Four health insurers have sued the government for not making payments they say they are entitled to under the Affordable Care Acts risk corridors. The temporary program was intended to entice insurers to join the ObamaCare exchanges by minimizing their potential losses and giving them time to calibrate premiums and risk pools.
Under a formula in the ACA, relatively profitable insurers for the first three years of the exchanges were required to pay into a program administered by the Department of Health and Human Services. Insurers that lost money could recoup losses from this program. Not surprisingly, many insurers underpriced their plans.
As a result, projected payments to insurers have exceeded corridor contributions by $12 billion. Republicans sought to stop the Obama Administration from rescuing insurers and its quarter-baked law by expressly barring HHS in a 2015 appropriations bill from spending discretionary funds for risk-corridor payments.

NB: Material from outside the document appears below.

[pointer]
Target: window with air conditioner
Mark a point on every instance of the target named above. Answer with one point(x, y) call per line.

Essentially Congress required the risk corridors to be budget neutral even though the ACA didnt explicitly say the program had to be. Payments to insurers were pro-rated based on funds collected. Yet insurers argue that HHS is obligated to make risk-corridor payments under the ACA formula unless Congress explicitly repeals the program. They claim Congress created an implied contract that it cant revoke with an appropriations rider. But the Court has long held that legislation and regulation do not establish the governments intent to bind itself in a contract absent a clear indication to the contrary. Insurers did not sign contracts with the government.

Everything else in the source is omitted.